For months, the frightened young woman tried to camouflage her ever-swelling belly under billowing clothes. “I couldn’t share my pregnancy with family or friends. As my belly got bigger, I began receiving criticism from people but managed to carry on working a local farm.”
Mrs Dinh finally gave birth to a baby boy. She remained fiercely protective of her right to mother him despite pressure from her family to put him up for adoption.
She explained: “I was frightened and worried about the future but knew I would find a way of raising my baby alone. Sometimes we didn’t have enough to eat but I tried my best. I really pitied him because of the stigma he grew up with - not having a father and being mixed-blood.”
Mrs Dinh is a shy lady and is it taking great courage to speak out. She said: “I’m old now and I feel very shy about raising my voice. Mostly I try not to think about what happened all those years ago because it’s too painful.”
Mrs Dinh’s protective son Vo Xuan Vinh is anxiously waiting for his mother to finish. He said: “During my childhood, people used to tease me saying I was ‘mixed blood’ but I never knew my origin. One day I came home and asked my mother: ‘Who is my father?’ It was a difficult time.
“My mother was only a girl when she was raped. Since then she has had to work very hard to support me on her own.”
The 44-year-old tree cutter is angry with his father, adding: “This man was a senior commander in the army but he took no responsibility for me or my mother. I want someone to acknowledge what my mother went through because she is now old and has had a hard life.”
Meanwhile, in Ninh Hoa District, Khanh Hoa Province, Cu Thi Hong Lien, now 68, is also trying to make sense of a life blighted by abuse.

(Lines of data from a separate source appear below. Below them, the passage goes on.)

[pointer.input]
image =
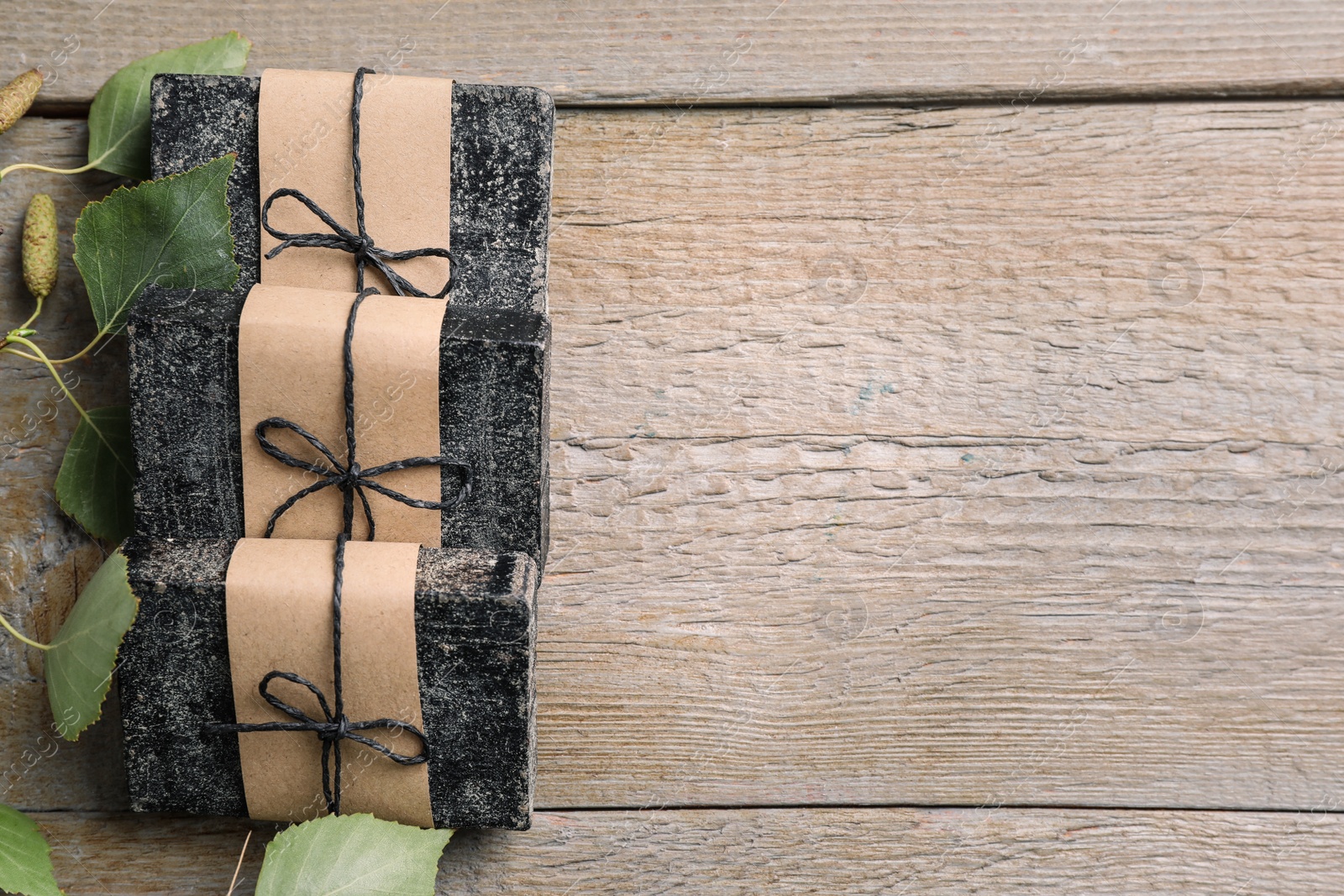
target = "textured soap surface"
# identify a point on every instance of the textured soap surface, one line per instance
(501, 177)
(475, 641)
(186, 432)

Living in daily fear of their lives, Mrs Lien’s parents were delighted when a South Korean solider from a neighbouring base took a keen interest in their daughter and offered his assistance in the form of food donations and employment.
They were dangerously unaware that his gestures of kindness were part of a calculated grooming process which would end with him claiming the vulnerable girl’s virginity.
Mrs Lien recalled: “I was a teenager during the war and used to help my mother transport water to and from houses and sometimes the army base. We survived on one meal a day and at night we took refuge from the fighting under beds and tables. Helicopters were everywhere in the sky and one day I remember a bomb going off while I was out riding my bike. The Viet Cong were burning villages near where we lived. Every day was terrifying.”
As the war stretched on, the Lien family became increasingly impoverished and sent Cu Thi Hong Lien to work for local Korean troops at the nearby Divisional base doing odd jobs including cooking and cleaning.
Mrs Lien said: “One soldier was like a father to me and began buying rice and other food for my family. I thought he was really nice. My mother would ask me to take bananas and coconuts to him as a way of saying thank you. A relationship between him and my family was established.”
One day, the soldier treated his new ‘surrogate daughter’ to a glass of Coke while she was tidying his living quarters. Mrs Lien doesn’t remember what happened in the immediate aftermath of consuming the liquid.
She said: “The next thing I knew I was waking up from a very deep sleep. I realised straight away that I had had sexual intercourse. It was 4pm and I was sitting in his living room in a pool of blood.”
Mrs Lien believes the high-ranking soldier slipped a heavy sedative into her drink before raping her. Later she discovered she was pregnant and gave him the news.
“He was terrified of losing his job,” she explained, “So he accompanied me to Saigon where he paid for lodgings to keep me out of sight. It was a lonely, frightening time.”
By the time Mrs Lien’s daughter Cu Thi Thuy Dung, now 48, was born, the soldier was long gone from Vietnam. She said: “I’m still angry at the way he just left us. We have been shunned by society in our own country for something that was not our fault.
“We deserve answers now. All of us do.”